I have been involved in developing experiences in laboratory courses to encourage the development of scientific process skills in our undergraduate students. These skills (e.g., gathering and analyzing data, experimenting, communicating results, etc) are at the core of our Department's graduate profile. Thus, the significance of these laboratory courses in our curriculum. From its inception, the Molecular Biotechnology Laboratory course was designed as a project-based laboratory experience. Hence, evolving into a CURE was a natural fit. As this course is targeted to juniors and seniors, my goal is for them to experience the research process to develop the skills that will enable them to be successful in either graduate or professional (medical) school. It was very gratifying to observe how they quickly acquired ownership of their research project, and how they were committed to obtain mastery of the technical aspects of the project, as well as understanding their contribution to the research project as a whole. I am looking forward to continue the use of CUREs into other mid- and upper- level laboratory courses at UPR as I was able to experience first hand their impact and effectiveness in our students.

Advice for Implementation

Our biggest challenge in the implementation of the course was the coordination of preparing reagents (e.g., broth, LB plates, buffers, etc) to have them available for the students according to their progress in the CURE. I recruited undergraduate research assistants that helped me in that process, as I did not have a laboratory technician or graduate teaching assistant assigned to the course. We prepared aliquots of all the reagents that were needed throughout the semester. For us it was helpful to have an additional space were students could come in to repeat experiments or techniques that presented a challenge. For this project you need basic molecular biology reagents and equipment. We pre-order different sets of primers prior to the beginning of the project, as well as the different kits that are required for the cloning process. We are fortunate that there is a sequencing facility on Campus, directed by Dr. Papa, that was willing to process our students' samples for free and allowed us to visit their facilities.

My experience was that my original plan (see syllabus) was very ambitious. Students needed time to develop the skills of almost every technique that we did in the course, which resulted in approximately 2 weeks/ cloning step. the net result was that we were only able to clone and sequence our genes of interest.

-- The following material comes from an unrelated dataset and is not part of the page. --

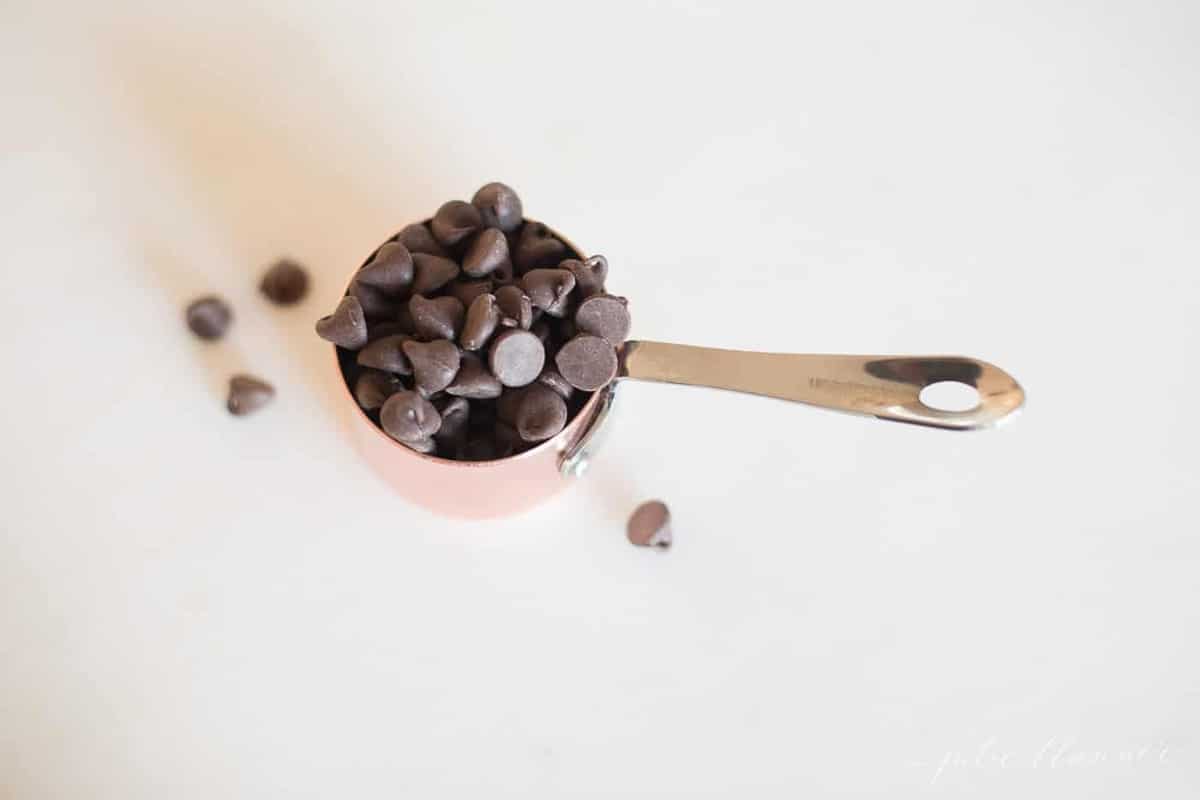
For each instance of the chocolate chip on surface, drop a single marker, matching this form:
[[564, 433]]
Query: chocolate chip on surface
[[541, 414], [516, 358], [649, 525], [409, 417], [587, 362], [467, 290], [483, 319], [436, 319], [473, 379], [498, 205], [454, 222], [209, 317], [387, 354], [604, 316], [375, 386], [347, 326], [551, 378], [487, 252], [538, 247], [435, 364], [285, 283], [418, 239], [390, 270], [375, 301], [432, 272], [247, 395], [549, 289], [516, 308]]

End of course evaluations showed that students really enjoyed, and learned, a lot through the CURE. They felt it was an excellent experience, particularly for students that are not part of a research group or that have not had a previous research experience. Their main criticism was that they felt that it was 'a lot of work for 1 credit' and that we should add more structure to the laboratory notebook.

Iteration

cDNA from H. erato was not available for the first iteration of the course on August, 2018. Thus, we chose to clone homologous transcription factors from D. melanogaster. Specifically, we cloned Sinus oculis, Six4, and Optix. Primer design and PCR reaction conditions were optimized the summer prior to implementation. For course syllabus (Spanish), click here Silabo del Laboratorio de Biotecnologia - CURE 2018-19.pdf (Acrobat (PDF) 194kB Jun25 19). We did a pilot session (16 students) and we allowed two iterations for critical steps throughout the semester: PCRs, Gibson Assembly, and transformation. Although the course intended to clone the genes and express the protein for these transcription factors, due to the iteration process that students had to do we were only able to clone and sequence the genes prior to their end of semester's oral presentation. These clones were given to the researcher team for experimentation. For next semester (Fall 2019), we plan to generate a cDNA library from H. charithonia and clone transcription factors important for the wing color development of these butterflies.

Using CURE Data

Transcription factors that are effectively cloned and/or expressed will be forwarded to the researcher affiliated to this project for further characterization. For quality purposes the DNA clones obtain will be send for sequencing and analysis. The teaching team will be in close communication with the research team for updates on student research progress.

Resources

Brownell, S.E., Wenderoth, M.P., Theobald, R., Okoroafor, N., Koval, M., Freeman, S., Walcher-Chevillet, C.L., and A.J. Crowe. (2014) How Students Think about Experimental Design: Novel Conceptions Revealed by in-Class Activites. BioScience 64, 125-137.

About transcription factors:

Campbell ZT, Bhimsaria D, Valley CT, et al. Cooperativity in RNA-Protein Interactions: Global Analysis of RNA Binding Specificity, Cell Rep , 2012, vol. 1 (pg. 570-81)

Kojima, T., Kunitake, E., Ihara, K., Kobayashi, T., & Nakano, H. (2016). A Robust Analytical Pipeline for Genome-Wide Identification of the Genes Regulated by a Transcription Factor: Combinatorial Analysis Performed Using gSELEX-Seq and RNA-Seq. PloS one.

Reed RD et al. (2011). Optix drives the repeated convergent evolution of butterfly wing pattern mimicry. Science 333, 1137–1141. (doi:10.1126/science.1208227)

Stormo, G. D. & Zhao, Y. (2010) Determining the specificity of protein–DNA interactions. Nature Rev. Genet. 11, 751–760.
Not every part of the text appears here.